# UK DTG machine leasing (or paying long term)



## Neilc (Jul 26, 2009)

Hi all,

Has anyone in the UK leased a DTG machine (in our case probably long term payment). Are there any companies doing this?

Or is it just easier to find the one we want and then find a credit company to help us pay for it over a few years?

Thanks!


----------



## Resolute DTG (Jun 27, 2010)

Hi, if you PM me your details we can quote you.


----------



## scotney86 (Mar 15, 2011)

Neil i have just leased my machine from Resolute Ink. Very quick and easy process.

I did my research - Bank Loans, 3rd party loans, Hpi, etc etc and the rates and deals were not as good as what I got using Resolute Inks Lease Company.


----------



## Neilc (Jul 26, 2009)

Thanks both. Good to hear Resolute getting positive independent feedback!

Colin, I'm actually the Neil you spoke to a few weeks ago about getting a demo with a local owner


----------



## Resolute DTG (Jun 27, 2010)

Neilc said:


> Thanks both. Good to hear Resolute getting positive independent feedback!
> 
> Colin, I'm actually the Neil you spoke to a few weeks ago about getting a demo with a local owner


Hi Neil,

If we weren't so busy I would put one in the car and bring it to you. With the recent weather and our busy exhibition schedule this year that's not going to be a quick option. 

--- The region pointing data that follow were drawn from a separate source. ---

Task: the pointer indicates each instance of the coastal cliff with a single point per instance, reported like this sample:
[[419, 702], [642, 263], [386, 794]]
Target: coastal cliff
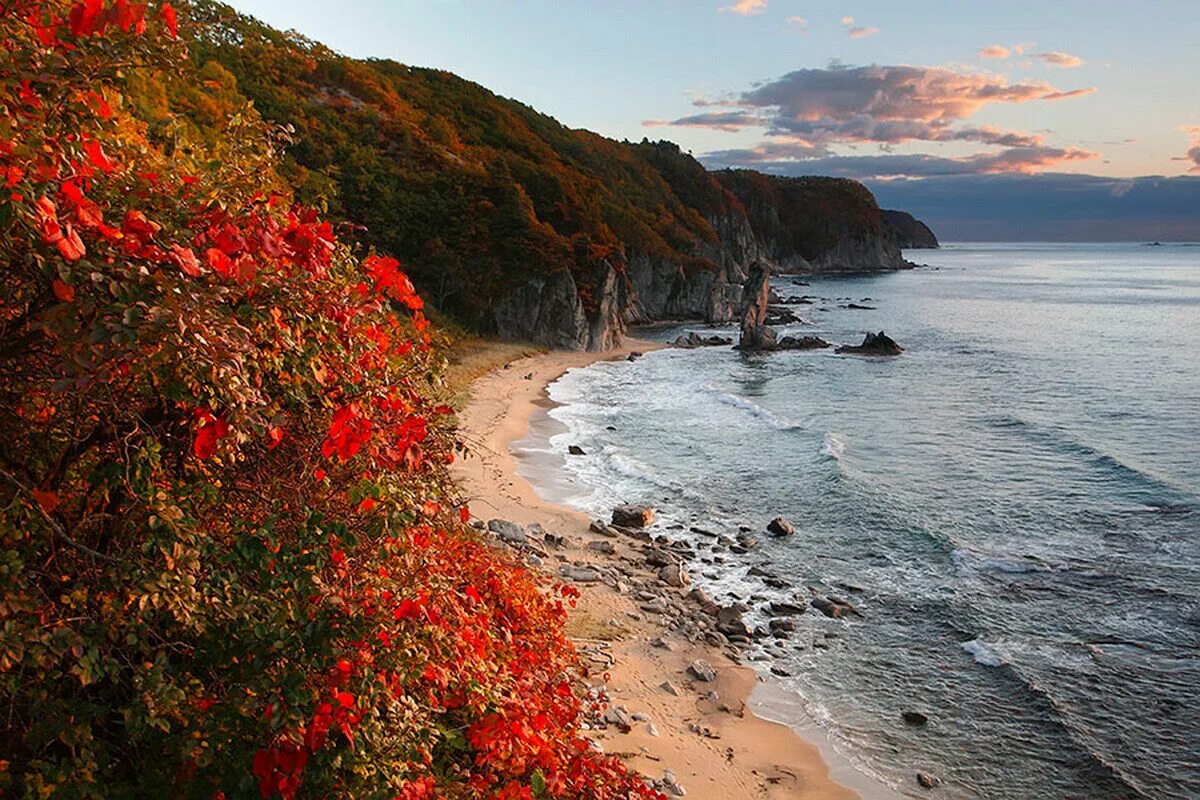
[[508, 221], [909, 232]]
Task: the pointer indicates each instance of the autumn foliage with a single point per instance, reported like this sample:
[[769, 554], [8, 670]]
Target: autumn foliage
[[232, 564]]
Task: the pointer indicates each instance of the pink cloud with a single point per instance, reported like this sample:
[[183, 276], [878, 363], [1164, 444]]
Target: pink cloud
[[781, 158], [1193, 154], [745, 7], [859, 31], [809, 112], [1068, 95], [1057, 59]]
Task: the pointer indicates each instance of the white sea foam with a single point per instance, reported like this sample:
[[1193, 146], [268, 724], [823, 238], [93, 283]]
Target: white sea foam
[[833, 446], [982, 653], [754, 409]]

Are you planning to visit Printwear & Promotion in February, if so you can book a private demo in our print room. Let me know and I can arrange this.

Best regards

Colin


----------



## Neilc (Jul 26, 2009)

Hi Colin,

No problem - I'm hoping to be at P&P, so will make a point of seeking you out! I'll drop you a line beforehand.

Cheers,

Neil


----------